そしたら、『今の住宅はプラモデルを組み立てるみたいな仕事で、もういいかなと思ったんです』と言っていた。面白いことを言う若者だなと思い、『じゃあ、明日からくる』とそんな出会いから始まった。
実は彼の実家は何代も続く大工という職人の家柄、だから不思議だった。
それからもう10年経った。
この土田君の名刺には『建てない大工』と書いてある。
主に店の内装・外装、さらにペンキ塗り・板金と、ありとあらゆることをやる。
S.H.Sの空間は図面に基づいて作るのではなく、こんな感じとか、あんな感じ、さらにイラストや写真をもとに表現している。
だから技術も大切だが、センスや挑戦する気持ちがもっと大切だと彼を見ているとわかる。
そうすると小さなリフォームの話が生まれる。
『ぜひ、やってもらえないか』という。
本当にうちでいいんですか?という感じです。
そして今、彼はS.H.Sのお客様で、30年以上お付き合いいただいている方のご自宅の再生をやっている。
非常に責任が重いと思っています。
設計士は先生と呼ばれ大切な仕事、それより土田君のような大工は『家』を『カタチ』にするには絶対的になくてはならない存在。

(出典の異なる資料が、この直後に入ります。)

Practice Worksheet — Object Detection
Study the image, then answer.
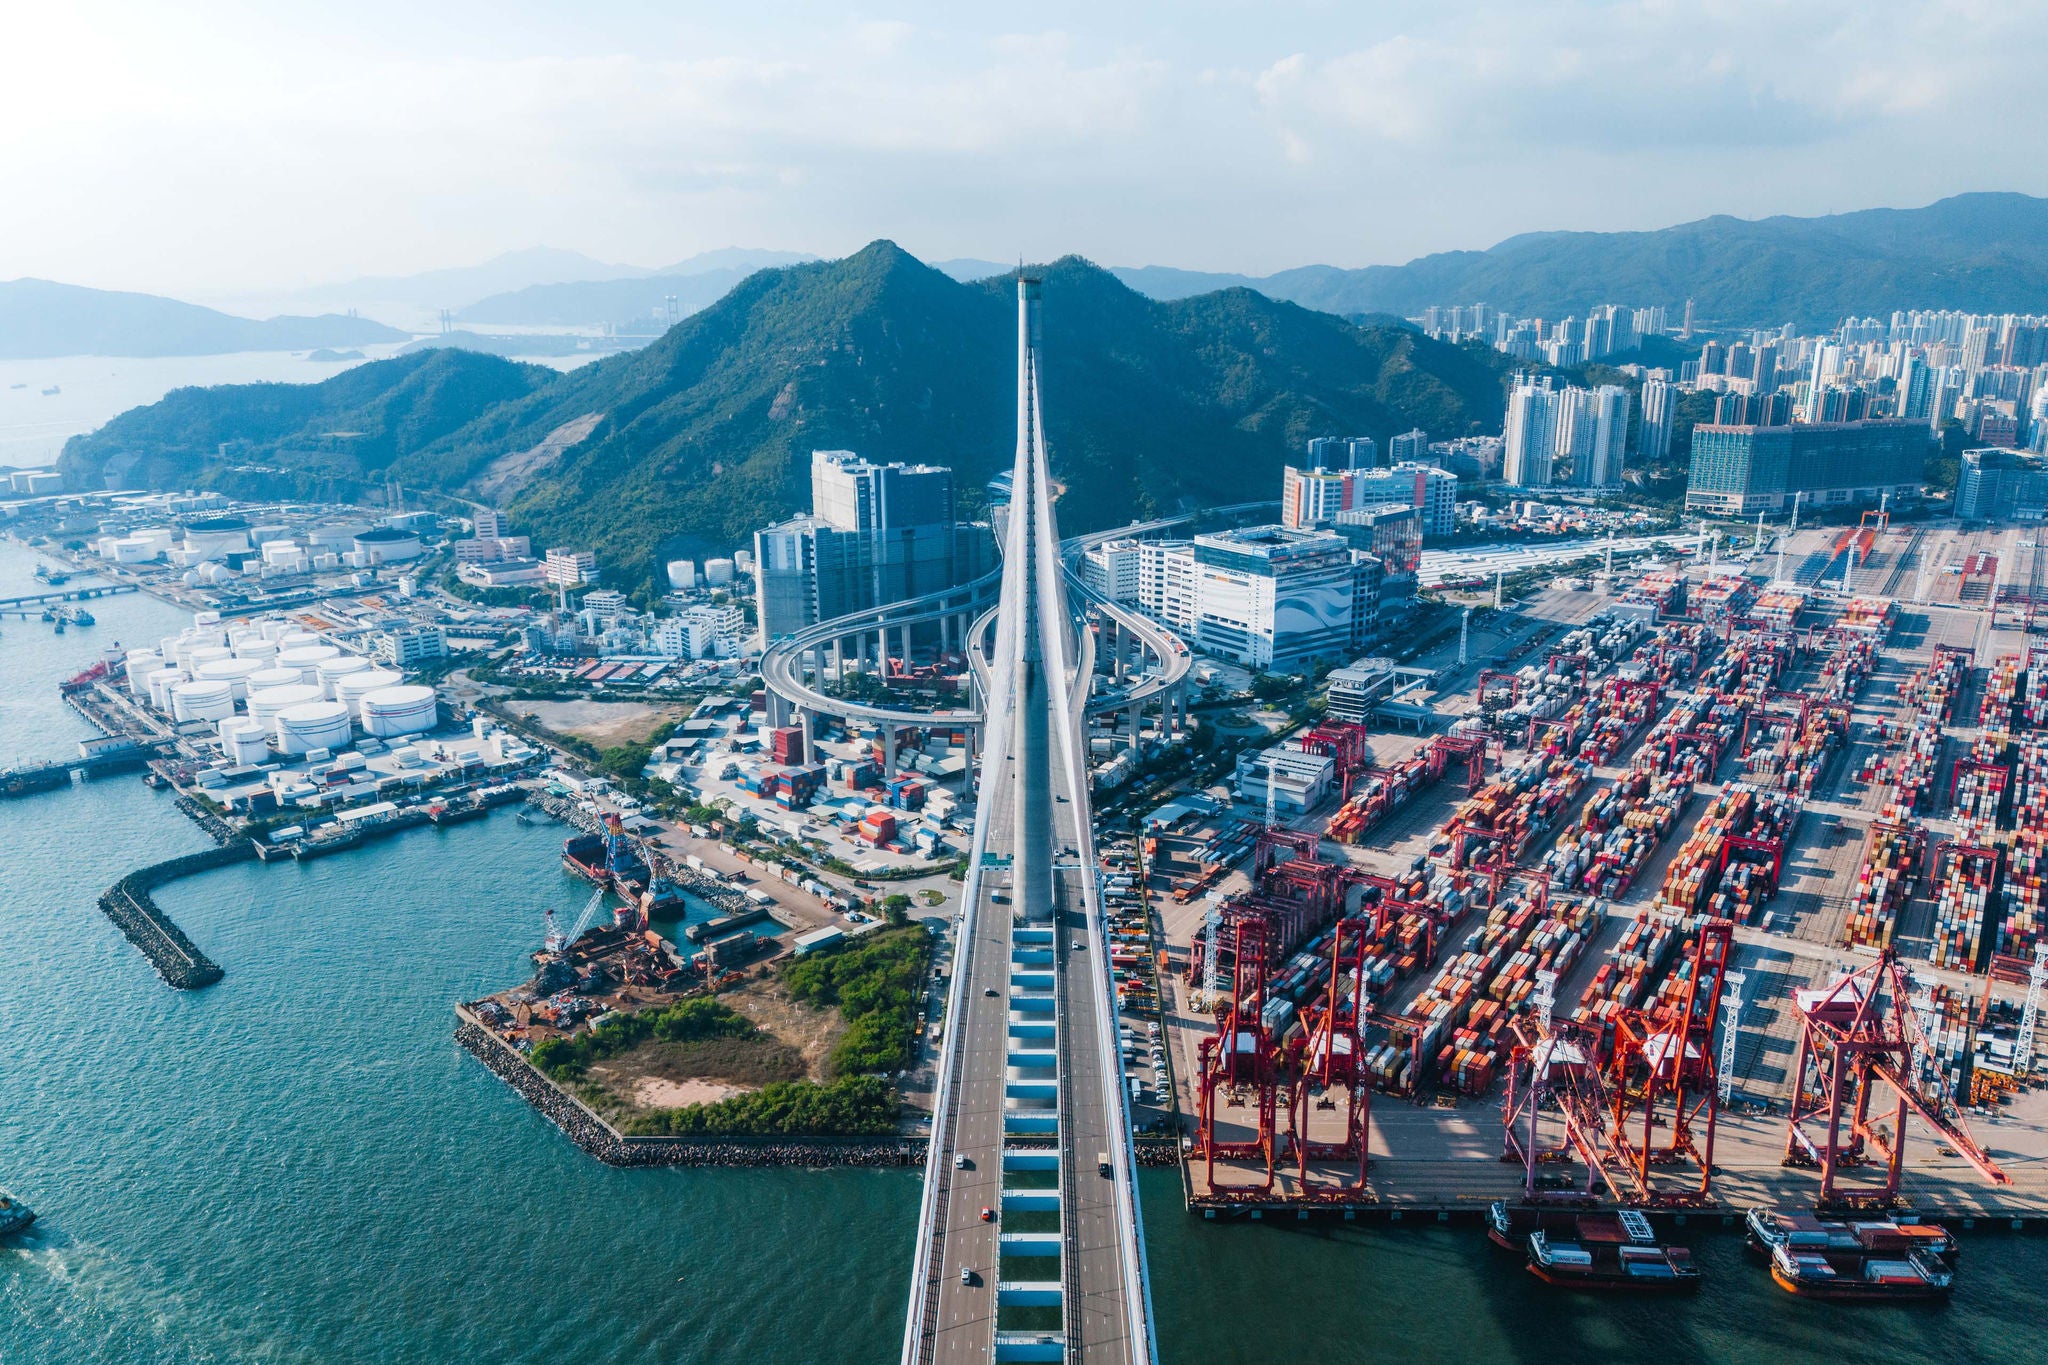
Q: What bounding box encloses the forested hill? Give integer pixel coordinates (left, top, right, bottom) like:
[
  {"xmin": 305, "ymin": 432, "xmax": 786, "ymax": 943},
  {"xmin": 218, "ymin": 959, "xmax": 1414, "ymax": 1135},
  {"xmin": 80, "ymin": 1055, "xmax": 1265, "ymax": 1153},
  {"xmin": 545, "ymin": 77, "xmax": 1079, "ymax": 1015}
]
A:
[
  {"xmin": 1114, "ymin": 192, "xmax": 2048, "ymax": 329},
  {"xmin": 0, "ymin": 278, "xmax": 406, "ymax": 359},
  {"xmin": 60, "ymin": 243, "xmax": 1507, "ymax": 588}
]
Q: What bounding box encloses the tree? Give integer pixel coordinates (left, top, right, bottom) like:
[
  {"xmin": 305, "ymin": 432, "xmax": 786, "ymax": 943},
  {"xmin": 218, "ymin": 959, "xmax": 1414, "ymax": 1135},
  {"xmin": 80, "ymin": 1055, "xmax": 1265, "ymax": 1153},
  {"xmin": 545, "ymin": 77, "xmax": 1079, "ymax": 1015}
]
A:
[{"xmin": 881, "ymin": 893, "xmax": 912, "ymax": 927}]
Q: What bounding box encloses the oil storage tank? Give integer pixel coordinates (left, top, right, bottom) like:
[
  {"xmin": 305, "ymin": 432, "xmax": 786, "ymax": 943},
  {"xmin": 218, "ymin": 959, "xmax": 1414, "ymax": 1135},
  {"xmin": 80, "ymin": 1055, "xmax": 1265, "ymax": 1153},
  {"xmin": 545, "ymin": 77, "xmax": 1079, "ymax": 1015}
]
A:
[
  {"xmin": 334, "ymin": 669, "xmax": 404, "ymax": 712},
  {"xmin": 275, "ymin": 700, "xmax": 354, "ymax": 755},
  {"xmin": 195, "ymin": 657, "xmax": 264, "ymax": 699},
  {"xmin": 247, "ymin": 682, "xmax": 324, "ymax": 728},
  {"xmin": 146, "ymin": 668, "xmax": 188, "ymax": 712},
  {"xmin": 171, "ymin": 679, "xmax": 236, "ymax": 723},
  {"xmin": 358, "ymin": 684, "xmax": 438, "ymax": 738},
  {"xmin": 316, "ymin": 655, "xmax": 373, "ymax": 698}
]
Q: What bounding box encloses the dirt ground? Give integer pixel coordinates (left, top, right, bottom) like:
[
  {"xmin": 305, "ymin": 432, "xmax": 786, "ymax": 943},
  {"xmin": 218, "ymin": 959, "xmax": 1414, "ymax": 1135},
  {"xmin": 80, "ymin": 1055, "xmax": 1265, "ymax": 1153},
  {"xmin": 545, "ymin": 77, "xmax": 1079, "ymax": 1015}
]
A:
[
  {"xmin": 579, "ymin": 974, "xmax": 847, "ymax": 1119},
  {"xmin": 517, "ymin": 698, "xmax": 693, "ymax": 747}
]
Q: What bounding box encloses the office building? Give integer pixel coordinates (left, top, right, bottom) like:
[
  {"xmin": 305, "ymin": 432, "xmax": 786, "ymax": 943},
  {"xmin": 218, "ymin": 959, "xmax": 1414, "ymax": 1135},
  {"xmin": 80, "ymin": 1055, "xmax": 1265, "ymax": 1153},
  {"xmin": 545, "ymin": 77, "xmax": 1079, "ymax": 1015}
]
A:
[
  {"xmin": 1134, "ymin": 527, "xmax": 1377, "ymax": 670},
  {"xmin": 1306, "ymin": 435, "xmax": 1379, "ymax": 471},
  {"xmin": 544, "ymin": 548, "xmax": 596, "ymax": 588},
  {"xmin": 1283, "ymin": 462, "xmax": 1455, "ymax": 538},
  {"xmin": 1955, "ymin": 449, "xmax": 2048, "ymax": 521},
  {"xmin": 1078, "ymin": 537, "xmax": 1143, "ymax": 602},
  {"xmin": 1388, "ymin": 429, "xmax": 1429, "ymax": 464},
  {"xmin": 1503, "ymin": 375, "xmax": 1562, "ymax": 488},
  {"xmin": 374, "ymin": 624, "xmax": 447, "ymax": 668},
  {"xmin": 753, "ymin": 449, "xmax": 994, "ymax": 642},
  {"xmin": 654, "ymin": 604, "xmax": 747, "ymax": 659},
  {"xmin": 1685, "ymin": 419, "xmax": 1929, "ymax": 514}
]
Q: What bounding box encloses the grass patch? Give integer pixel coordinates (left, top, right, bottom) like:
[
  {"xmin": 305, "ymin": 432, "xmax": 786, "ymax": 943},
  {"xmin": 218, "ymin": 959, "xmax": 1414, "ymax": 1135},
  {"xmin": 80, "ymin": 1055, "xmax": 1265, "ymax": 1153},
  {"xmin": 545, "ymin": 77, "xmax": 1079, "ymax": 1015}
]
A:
[{"xmin": 782, "ymin": 926, "xmax": 929, "ymax": 1077}]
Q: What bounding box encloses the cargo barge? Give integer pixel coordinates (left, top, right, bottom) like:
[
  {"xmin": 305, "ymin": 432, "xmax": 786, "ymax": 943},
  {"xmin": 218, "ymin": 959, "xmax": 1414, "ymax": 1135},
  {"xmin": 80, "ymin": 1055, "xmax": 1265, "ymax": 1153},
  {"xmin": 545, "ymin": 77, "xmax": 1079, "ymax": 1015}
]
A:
[
  {"xmin": 1743, "ymin": 1207, "xmax": 1956, "ymax": 1264},
  {"xmin": 562, "ymin": 832, "xmax": 649, "ymax": 889},
  {"xmin": 428, "ymin": 801, "xmax": 488, "ymax": 827},
  {"xmin": 1524, "ymin": 1209, "xmax": 1701, "ymax": 1292},
  {"xmin": 1485, "ymin": 1199, "xmax": 1600, "ymax": 1251},
  {"xmin": 1767, "ymin": 1242, "xmax": 1953, "ymax": 1301}
]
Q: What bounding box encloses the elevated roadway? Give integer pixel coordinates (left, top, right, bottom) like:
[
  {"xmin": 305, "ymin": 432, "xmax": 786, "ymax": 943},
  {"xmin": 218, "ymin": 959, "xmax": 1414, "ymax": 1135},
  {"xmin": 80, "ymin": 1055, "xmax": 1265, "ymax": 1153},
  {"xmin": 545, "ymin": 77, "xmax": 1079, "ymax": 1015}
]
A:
[{"xmin": 903, "ymin": 277, "xmax": 1154, "ymax": 1365}]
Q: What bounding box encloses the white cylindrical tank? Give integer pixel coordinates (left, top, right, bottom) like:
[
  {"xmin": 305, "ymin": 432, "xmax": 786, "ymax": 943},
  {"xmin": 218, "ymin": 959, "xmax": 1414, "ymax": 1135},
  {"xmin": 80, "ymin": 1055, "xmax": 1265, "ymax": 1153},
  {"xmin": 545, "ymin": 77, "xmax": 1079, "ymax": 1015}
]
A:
[
  {"xmin": 704, "ymin": 557, "xmax": 735, "ymax": 586},
  {"xmin": 260, "ymin": 619, "xmax": 290, "ymax": 643},
  {"xmin": 195, "ymin": 657, "xmax": 264, "ymax": 699},
  {"xmin": 665, "ymin": 559, "xmax": 697, "ymax": 591},
  {"xmin": 315, "ymin": 655, "xmax": 372, "ymax": 698},
  {"xmin": 279, "ymin": 632, "xmax": 320, "ymax": 650},
  {"xmin": 246, "ymin": 666, "xmax": 302, "ymax": 694},
  {"xmin": 278, "ymin": 644, "xmax": 339, "ymax": 671},
  {"xmin": 334, "ymin": 669, "xmax": 405, "ymax": 711},
  {"xmin": 221, "ymin": 719, "xmax": 271, "ymax": 766},
  {"xmin": 247, "ymin": 682, "xmax": 324, "ymax": 727},
  {"xmin": 193, "ymin": 610, "xmax": 223, "ymax": 629},
  {"xmin": 358, "ymin": 684, "xmax": 438, "ymax": 738},
  {"xmin": 171, "ymin": 679, "xmax": 235, "ymax": 723},
  {"xmin": 146, "ymin": 667, "xmax": 188, "ymax": 712},
  {"xmin": 275, "ymin": 701, "xmax": 354, "ymax": 755},
  {"xmin": 122, "ymin": 651, "xmax": 163, "ymax": 695},
  {"xmin": 233, "ymin": 638, "xmax": 279, "ymax": 663},
  {"xmin": 187, "ymin": 644, "xmax": 233, "ymax": 670}
]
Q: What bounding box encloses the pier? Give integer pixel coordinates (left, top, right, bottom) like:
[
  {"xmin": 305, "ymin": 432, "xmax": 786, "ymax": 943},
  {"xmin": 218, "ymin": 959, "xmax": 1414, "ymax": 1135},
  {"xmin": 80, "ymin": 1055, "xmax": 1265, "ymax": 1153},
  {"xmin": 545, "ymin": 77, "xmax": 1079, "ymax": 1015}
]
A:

改めて大工や職人が減っていくということは、『家』がどんどん工業製品になっていくような気がするし、『家』そのものが土田君が言っているプラモデルのような組み立てになり、最終的には大工も職人もいらない組立作業員でできていく。
彼の『勘』はするどい。しかも先が見えている。
『家』を建てる人の多くは35年という長いローンを組んで生きていく。
建てる業者の責任は想像を超える重さと覚悟が必要なんだと思う。
ということは、大切なのは建てた後の色々な不具合が生じたとき、迅速に対応し解決するという責任。
『家』が完成するまでの時間は3ヶ月くらいかもしれないが、完成してローンが終わるのは35年という、気の遠くなるような時間に対し、ずーっと付き合う責任がある。
清家さんが言っている、最後は『人』だというのはこの事なんだろう。
土田君が自身を建てない大工と言っているのには色々な考えがあるように思う。
逆に、彼に建ててもらいたい、直してもらいたい、という依頼があるのはすごくわかる気がする。
大工冥利に尽きる。
どんな仕事もこれを目指すことが一番だと思うけどね。